On the 23rd of April 2023 the BeKZN club had an outing at Simbithi Eco Estate. Simbithi had been in the “news” at the beginning of 2023 with a number of rarities being seen in the estate, we had a Common Cuckoo (juvenile), a Eurasian Nightjar, a Bronze-winged Courser and an out-of-range Lilac-breasted Roller (to name but a few). As much as I understand that providing the club members with sightings of rarities is completely out of my control, I still feel a sense of responsibility to provide the people that make the effort to join with something special. I had done a few recces during the week and was not particularly hopeful, the birds were missing, all the summer birds had gone and no sightings yet of the Spotted Ground Thrush or the Green Twinspots, we were between seasons. 

Once everyone had worked out how to follow a pin drop, we all met at the Fish Eagle Dam carpark, before we even headed out Nicky identified an African Goshawk calling its regular sharp call from way up in the sky. There was a fantastic turnout with over 24 members so we decided to split into two groups and Dael and I would each play tour guide for the morning. Fortunately, Simbithi did not disappoint, we had a couple of people atlassing and between the two groups we got to 60 birds on a three hour walk around the Tamboti trail, the Tamboti trail is my favourite morning loop as the trail takes you to the front part of the estate that gets the morning sun. 

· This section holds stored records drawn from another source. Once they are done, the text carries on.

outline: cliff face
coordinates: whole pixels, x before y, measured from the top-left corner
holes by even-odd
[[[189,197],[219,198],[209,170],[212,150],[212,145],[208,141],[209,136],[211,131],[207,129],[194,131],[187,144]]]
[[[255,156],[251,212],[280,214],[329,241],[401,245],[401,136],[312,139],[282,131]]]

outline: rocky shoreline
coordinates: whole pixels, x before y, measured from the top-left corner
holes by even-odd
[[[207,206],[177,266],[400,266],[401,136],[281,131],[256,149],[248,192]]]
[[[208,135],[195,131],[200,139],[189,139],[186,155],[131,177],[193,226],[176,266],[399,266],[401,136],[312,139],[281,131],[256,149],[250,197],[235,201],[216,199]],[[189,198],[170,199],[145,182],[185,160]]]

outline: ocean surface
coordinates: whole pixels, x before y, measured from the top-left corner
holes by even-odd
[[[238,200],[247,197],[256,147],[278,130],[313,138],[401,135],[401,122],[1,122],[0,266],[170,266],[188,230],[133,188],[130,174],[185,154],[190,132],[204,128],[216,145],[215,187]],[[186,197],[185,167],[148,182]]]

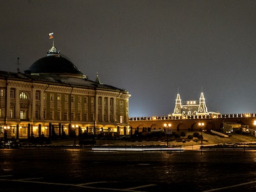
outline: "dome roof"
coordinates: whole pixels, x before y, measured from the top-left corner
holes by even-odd
[[[35,62],[25,73],[52,74],[85,76],[69,60],[62,57],[59,52],[48,52],[47,56]]]

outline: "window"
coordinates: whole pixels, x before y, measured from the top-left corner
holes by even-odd
[[[20,111],[20,119],[26,119],[26,111],[21,110]]]
[[[0,97],[4,97],[4,89],[0,89]]]
[[[60,101],[60,95],[57,95],[57,100],[58,102]]]
[[[60,111],[57,113],[57,120],[60,120]]]
[[[64,113],[64,120],[68,120],[68,112],[65,112]]]
[[[40,95],[39,90],[36,91],[36,99],[39,100],[40,99]]]
[[[15,89],[11,89],[10,90],[10,98],[15,98]]]
[[[52,110],[50,111],[50,119],[54,119],[54,111]]]
[[[53,101],[54,100],[54,94],[50,94],[50,100]]]
[[[120,101],[120,107],[124,107],[124,101]]]
[[[10,108],[10,118],[14,118],[14,109]]]
[[[21,99],[28,99],[28,95],[25,92],[21,92],[20,94],[20,98],[21,98]]]
[[[101,97],[98,98],[98,105],[102,105],[102,98]]]
[[[36,119],[39,119],[39,113],[38,110],[36,110]]]
[[[120,116],[120,123],[124,123],[124,119],[122,116]]]
[[[65,100],[65,102],[68,102],[68,95],[65,95],[64,100]]]

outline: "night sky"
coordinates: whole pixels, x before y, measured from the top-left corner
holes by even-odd
[[[177,94],[209,111],[256,112],[256,1],[0,0],[0,70],[52,42],[89,78],[132,95],[129,116],[167,115]]]

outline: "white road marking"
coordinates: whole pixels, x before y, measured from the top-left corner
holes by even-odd
[[[44,177],[38,177],[38,178],[20,178],[20,180],[33,180],[33,179],[41,179]]]
[[[229,188],[234,188],[234,187],[236,187],[236,186],[249,185],[249,184],[252,184],[252,183],[256,183],[256,181],[252,181],[252,182],[247,182],[247,183],[240,183],[240,184],[221,187],[221,188],[216,188],[216,189],[212,189],[212,190],[204,191],[203,192],[210,192],[210,191],[218,191],[218,190],[226,190],[226,189],[229,189]]]
[[[4,179],[4,178],[0,178],[0,181],[17,182],[31,183],[46,184],[46,185],[54,185],[72,186],[81,187],[81,188],[90,188],[90,189],[110,190],[110,191],[142,192],[141,191],[133,190],[132,189],[131,189],[131,190],[129,190],[129,189],[128,189],[128,190],[127,189],[116,189],[116,188],[99,188],[99,187],[84,186],[84,185],[86,185],[86,183],[84,183],[84,184],[82,184],[82,185],[81,185],[81,184],[77,185],[77,184],[70,184],[70,183],[69,184],[69,183],[49,183],[49,182],[44,182],[30,181],[30,180],[23,180],[23,179]],[[103,183],[103,182],[93,182],[93,183]],[[149,186],[150,186],[150,185],[149,185]],[[140,186],[140,188],[142,188],[142,186]]]
[[[139,189],[141,188],[145,188],[145,187],[148,187],[148,186],[155,186],[156,185],[155,184],[149,184],[149,185],[141,185],[141,186],[135,186],[135,187],[131,187],[129,188],[126,188],[125,189],[126,190],[136,190],[136,189]]]

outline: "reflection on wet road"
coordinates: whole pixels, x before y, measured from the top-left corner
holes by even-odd
[[[243,151],[1,150],[0,186],[1,191],[254,191],[255,157]]]

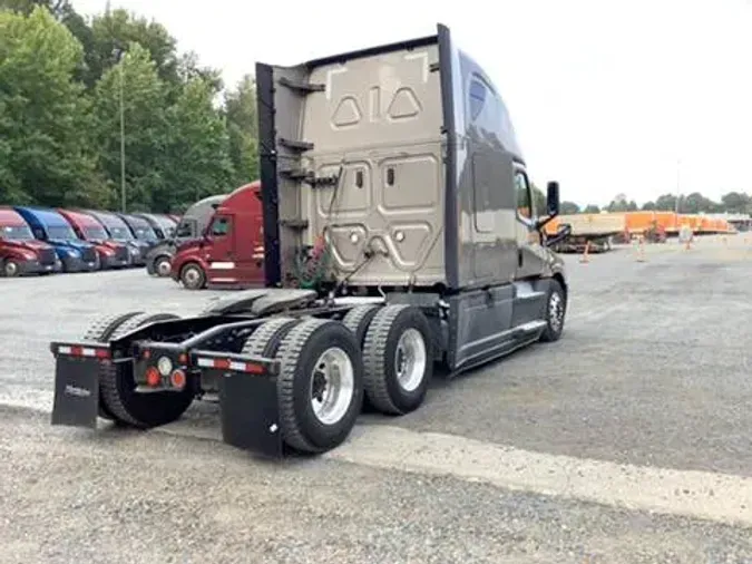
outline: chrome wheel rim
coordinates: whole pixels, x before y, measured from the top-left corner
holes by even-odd
[[[564,300],[558,292],[554,292],[548,300],[548,323],[556,332],[560,331],[564,323]]]
[[[195,269],[191,268],[185,271],[185,282],[189,286],[195,286],[201,280],[201,273]]]
[[[406,391],[413,391],[420,386],[426,373],[428,354],[426,341],[417,329],[408,329],[400,336],[394,354],[397,381]]]
[[[348,353],[339,347],[326,349],[311,375],[313,415],[324,425],[338,422],[348,412],[354,390],[354,369]]]
[[[160,276],[166,276],[169,274],[169,261],[166,259],[159,259],[157,261],[157,274]]]

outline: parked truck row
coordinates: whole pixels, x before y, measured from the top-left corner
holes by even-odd
[[[143,266],[174,236],[178,217],[92,210],[0,206],[0,275]]]
[[[191,206],[175,237],[149,251],[146,269],[188,290],[263,286],[263,236],[261,183],[255,181]]]
[[[235,283],[261,233],[264,286],[192,317],[102,312],[80,340],[50,343],[53,425],[148,429],[212,399],[228,444],[322,453],[364,401],[419,409],[434,364],[453,376],[563,334],[569,284],[550,245],[567,228],[545,231],[558,184],[544,215],[525,212],[531,183],[499,89],[446,27],[258,64],[256,80],[257,196],[223,200],[170,272]],[[242,215],[256,200],[263,231]]]

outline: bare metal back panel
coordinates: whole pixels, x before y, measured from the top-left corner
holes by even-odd
[[[300,164],[340,179],[297,184],[295,204],[286,202],[290,189],[281,192],[281,216],[307,221],[303,244],[325,233],[340,278],[352,284],[445,280],[438,59],[433,45],[316,67],[306,77],[324,89],[305,96],[299,138],[314,146]]]

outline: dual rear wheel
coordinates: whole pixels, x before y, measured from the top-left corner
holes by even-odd
[[[367,399],[379,411],[417,409],[432,376],[428,320],[409,305],[363,305],[340,321],[280,318],[244,353],[281,361],[280,427],[291,447],[321,453],[344,441]]]

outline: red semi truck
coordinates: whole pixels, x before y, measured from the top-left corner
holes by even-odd
[[[89,214],[61,208],[57,212],[66,218],[79,239],[94,244],[102,269],[121,269],[130,264],[126,244],[111,239],[101,223]]]
[[[0,206],[0,275],[20,276],[60,272],[62,264],[52,245],[38,241],[23,217]]]
[[[264,284],[261,183],[232,192],[197,240],[177,247],[170,276],[188,290]]]

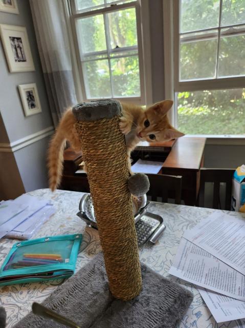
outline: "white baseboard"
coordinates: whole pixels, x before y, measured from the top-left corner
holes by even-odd
[[[36,141],[43,138],[51,135],[54,133],[54,127],[49,127],[38,132],[30,134],[26,137],[16,140],[10,144],[7,142],[5,144],[0,143],[0,152],[14,152],[31,144],[36,142]]]

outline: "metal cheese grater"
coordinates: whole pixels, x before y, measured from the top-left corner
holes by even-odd
[[[141,246],[148,241],[154,243],[165,229],[163,218],[147,211],[149,202],[146,195],[138,198],[139,210],[135,215],[135,222],[137,233],[138,243]],[[79,212],[77,215],[87,224],[97,229],[97,224],[92,198],[90,194],[85,194],[79,203]]]

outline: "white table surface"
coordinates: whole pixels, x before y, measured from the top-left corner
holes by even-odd
[[[40,189],[28,193],[51,199],[57,210],[32,239],[57,235],[82,234],[83,241],[77,258],[76,271],[101,251],[98,231],[86,227],[85,223],[76,215],[82,193],[64,190],[52,193],[49,189]],[[194,296],[193,302],[177,327],[241,328],[242,324],[245,326],[245,320],[241,320],[217,323],[195,286],[168,274],[184,232],[194,227],[197,222],[214,211],[218,210],[163,203],[152,203],[148,208],[150,212],[163,217],[166,229],[155,244],[146,244],[140,248],[141,261],[163,276],[181,283],[191,291]],[[225,212],[231,216],[242,216],[237,212]],[[0,239],[0,265],[16,241],[16,239]],[[33,301],[42,302],[63,281],[59,279],[50,282],[0,287],[0,304],[4,306],[7,314],[7,328],[13,326],[30,312]]]

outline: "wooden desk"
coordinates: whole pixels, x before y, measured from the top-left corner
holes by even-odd
[[[194,206],[196,204],[206,140],[206,138],[183,137],[178,139],[160,172],[182,176],[182,199],[186,205]]]
[[[164,161],[159,173],[182,175],[182,199],[186,205],[196,203],[199,191],[200,168],[203,166],[205,138],[183,137],[176,141],[166,143],[144,143],[137,147],[133,154],[135,159],[151,156]],[[154,147],[153,146],[154,145]],[[138,156],[138,158],[137,158]],[[89,192],[86,176],[76,173],[82,161],[81,153],[76,154],[71,149],[64,152],[64,171],[61,188],[67,190]]]

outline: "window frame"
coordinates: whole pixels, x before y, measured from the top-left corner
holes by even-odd
[[[70,0],[70,22],[72,27],[72,31],[73,37],[73,41],[74,44],[75,52],[76,53],[76,61],[77,63],[77,66],[79,70],[79,84],[80,88],[81,90],[81,93],[82,95],[83,100],[85,101],[90,101],[92,100],[97,100],[100,99],[99,98],[88,98],[86,93],[86,88],[85,85],[85,78],[82,69],[82,63],[84,60],[81,60],[80,56],[79,46],[78,43],[78,35],[76,28],[76,20],[81,18],[85,17],[90,17],[94,16],[96,14],[105,14],[108,12],[112,12],[114,11],[118,11],[121,9],[125,9],[130,8],[135,8],[136,11],[136,23],[137,23],[137,39],[138,39],[138,56],[139,58],[139,75],[140,75],[140,96],[136,97],[114,97],[113,98],[116,98],[121,101],[129,101],[133,102],[135,104],[139,105],[144,105],[146,104],[146,94],[145,94],[145,78],[144,78],[144,67],[143,65],[143,43],[142,40],[142,32],[141,32],[141,8],[140,4],[138,1],[133,1],[129,3],[125,3],[121,4],[117,4],[118,1],[115,1],[113,3],[108,4],[108,6],[106,7],[99,6],[101,8],[98,9],[89,9],[89,11],[86,10],[80,10],[77,11],[76,9],[76,1],[75,0]],[[105,31],[105,33],[107,33],[106,31]],[[124,48],[124,50],[126,48]],[[106,52],[107,53],[107,56],[106,58],[108,60],[108,47]],[[116,51],[115,51],[116,52]],[[122,56],[122,57],[126,57],[126,54],[125,56]],[[117,57],[115,58],[117,58]],[[112,80],[110,79],[110,83],[112,84]],[[106,98],[105,97],[105,98]]]
[[[222,1],[221,5],[222,5]],[[164,81],[165,98],[173,99],[171,113],[172,125],[177,127],[177,93],[204,90],[219,90],[245,87],[245,77],[235,76],[189,81],[179,81],[179,13],[180,0],[163,0],[164,45]],[[235,26],[235,25],[234,25]],[[187,135],[207,138],[207,144],[243,144],[244,135]]]
[[[181,0],[173,0],[173,12],[174,19],[173,19],[173,35],[174,35],[174,83],[175,92],[181,92],[188,90],[194,91],[203,90],[218,90],[222,89],[235,89],[244,87],[245,76],[231,76],[227,77],[217,77],[216,78],[205,78],[203,79],[189,80],[180,81],[180,4]],[[219,0],[220,6],[222,8],[222,0]],[[220,9],[221,10],[221,9]],[[219,15],[219,21],[220,15]],[[244,25],[240,24],[239,25]],[[234,26],[236,25],[234,25]],[[212,29],[217,29],[218,33],[218,49],[217,57],[218,56],[219,44],[220,37],[220,30],[221,28],[226,27],[212,28]],[[205,30],[204,30],[204,31]],[[202,32],[203,30],[199,31]],[[191,32],[188,32],[191,33]],[[218,64],[216,64],[218,65]]]

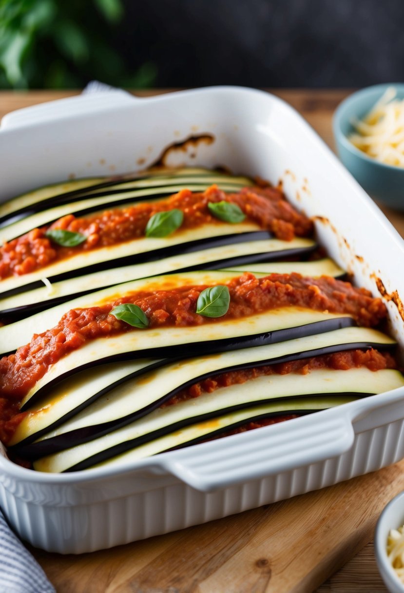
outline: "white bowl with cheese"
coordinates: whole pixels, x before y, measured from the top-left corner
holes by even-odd
[[[404,592],[404,568],[397,571],[393,566],[401,565],[404,567],[404,535],[398,530],[404,525],[404,492],[397,494],[380,515],[376,525],[374,534],[374,552],[377,567],[384,584],[390,593]],[[399,539],[399,536],[401,536]],[[390,550],[391,556],[387,551],[389,540],[395,538],[397,545]]]

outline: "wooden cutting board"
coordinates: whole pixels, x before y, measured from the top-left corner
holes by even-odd
[[[403,489],[404,461],[111,550],[31,551],[57,593],[310,593],[371,541],[381,509]]]

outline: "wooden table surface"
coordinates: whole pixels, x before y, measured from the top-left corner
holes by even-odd
[[[165,90],[141,91],[137,93],[136,94],[139,96],[148,96],[157,93],[164,92],[166,91]],[[277,89],[272,90],[271,92],[286,100],[300,111],[325,142],[334,148],[331,125],[332,113],[339,102],[351,92],[350,91],[348,90],[286,90]],[[78,93],[78,91],[30,91],[19,93],[0,91],[0,118],[5,113],[15,109],[64,97],[71,96],[77,94]],[[383,209],[399,232],[404,236],[404,215],[387,208],[383,208]],[[402,463],[401,462],[402,464]],[[404,470],[404,464],[402,466],[400,466]],[[337,486],[332,487],[336,488]],[[370,537],[366,536],[363,543],[365,543],[365,541],[368,541]],[[145,545],[148,544],[145,544]],[[53,567],[49,563],[50,560],[47,560],[46,554],[44,553],[35,550],[33,550],[33,553],[52,578],[55,572],[54,570],[52,570]],[[71,562],[74,562],[74,561],[75,558],[73,557]],[[56,569],[56,566],[54,568]],[[97,576],[94,575],[94,578],[96,579]],[[123,591],[124,589],[121,590]],[[193,590],[194,589],[193,589]],[[135,589],[125,588],[124,591],[135,591]],[[149,593],[152,593],[152,589],[148,591],[149,591]],[[155,589],[153,588],[153,591],[154,591]],[[363,592],[363,593],[365,593],[365,593],[381,593],[381,592],[386,591],[387,589],[377,572],[374,559],[373,544],[370,542],[345,566],[320,586],[316,593],[337,593],[337,592],[338,593],[354,593],[354,592],[357,593],[358,591]],[[148,592],[145,590],[145,593],[148,593]],[[213,589],[212,589],[212,593],[213,593]]]

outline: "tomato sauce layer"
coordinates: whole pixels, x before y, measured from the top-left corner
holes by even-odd
[[[373,348],[367,350],[348,350],[331,354],[322,354],[318,356],[304,358],[300,361],[291,361],[274,365],[265,365],[251,369],[236,369],[221,373],[207,379],[194,383],[182,389],[171,397],[161,406],[166,407],[179,401],[199,397],[204,393],[212,393],[221,387],[245,383],[259,377],[269,375],[288,375],[299,373],[307,375],[312,371],[319,369],[332,369],[347,371],[351,368],[365,366],[370,371],[396,368],[394,358],[387,352],[379,352]],[[254,388],[254,387],[253,387]],[[299,393],[296,393],[298,396]]]
[[[204,285],[137,291],[114,302],[71,310],[57,325],[34,334],[29,344],[0,360],[0,397],[21,398],[51,365],[90,340],[126,331],[148,331],[148,329],[137,329],[111,314],[123,303],[140,307],[149,319],[149,328],[220,323],[290,306],[349,314],[365,326],[377,326],[387,314],[381,300],[373,298],[368,291],[328,276],[313,279],[297,273],[271,274],[257,279],[247,272],[226,283],[230,306],[225,315],[216,319],[195,313],[198,297],[207,288]]]
[[[203,193],[184,189],[161,201],[115,208],[81,218],[69,214],[50,227],[34,229],[0,248],[0,278],[27,274],[82,251],[140,238],[145,236],[149,219],[168,210],[183,212],[180,230],[204,224],[227,224],[231,232],[231,224],[215,218],[208,208],[210,202],[222,200],[237,204],[247,220],[270,231],[278,238],[290,241],[295,235],[307,237],[312,232],[312,222],[297,212],[275,188],[247,187],[235,194],[226,194],[216,186]],[[79,232],[86,240],[75,247],[62,247],[46,236],[49,228]]]
[[[214,375],[211,377],[194,383],[185,389],[178,391],[160,406],[162,408],[174,406],[181,401],[199,397],[204,393],[212,393],[221,387],[245,383],[259,377],[270,375],[287,375],[296,373],[307,375],[312,371],[319,369],[333,369],[347,371],[351,368],[364,366],[370,371],[376,371],[383,369],[396,368],[393,357],[388,352],[379,352],[370,348],[367,350],[351,350],[330,354],[319,355],[299,361],[291,361],[273,365],[265,365],[249,369],[236,369],[224,373]],[[299,395],[298,393],[296,395]],[[0,399],[0,440],[7,444],[12,436],[20,422],[29,412],[19,413],[18,405],[16,402],[7,399]],[[239,427],[230,433],[251,430],[258,426],[267,426],[283,420],[296,417],[297,415],[288,415],[260,420],[249,423],[245,426],[249,428]],[[258,425],[257,425],[258,423]]]

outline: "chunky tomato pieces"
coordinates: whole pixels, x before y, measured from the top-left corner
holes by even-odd
[[[246,187],[234,194],[226,194],[217,186],[202,193],[184,189],[154,203],[115,208],[81,218],[69,214],[50,227],[34,229],[0,247],[0,279],[27,274],[82,251],[144,237],[149,218],[167,210],[178,209],[184,212],[181,229],[207,224],[226,224],[213,216],[207,205],[222,200],[238,205],[246,220],[256,222],[280,239],[290,241],[295,235],[307,237],[313,231],[312,222],[297,212],[277,188]],[[86,240],[75,247],[63,247],[46,237],[49,228],[79,232]]]

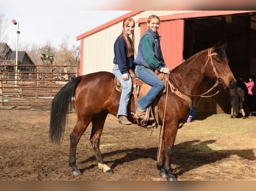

Black-collared Barbet – Brian Roberts
White-eared Barbet – Brian Roberts
Crested Barbet – Brian Roberts
Little Bee-eaters – Brian Roberts
Yellow-breasted Apalis – Brian Roberts

The lowlight of the morning for me was when the group was investigating a cacophony of alarm calls, mainly Dark-capped Bulbuls, Yellow-bellied Greenbuls and Village Weavers. I wandered off down the trail assuming (never assume) that there was a snake or a monkey in the tree that was causing the birds to make such a racquet. Next thing I heard “its an Owl, an African Wood Owl!!” This would be a lifer for me and to get a lifer in the estate where I live is always very satisfying. Well, no luck, I think all twelve people in the group saw the Owl except me. We hung around a bit, but we could not find it, I still haven’t ticked the African Wood Owl.

White-faced Duck – Brian Roberts
Reed Cormorant – Brian Roberts

Besides the Owl there was no specific “wow” species we saw but to see 60 species in a morning walk must go down as an extremely successful outing. After the walk a majority of the members went for a coffee at the local coffee shop, I took a couple of people to the other side of the estate to see our resident male Lesser Moorhen, and he didn’t disappoint, with a couple of people ticking him as a lifer. 

Lesser Moorhen – Brian Roberts

All in all it was a great morning out, hopefully we can do the same again in the summer or next year.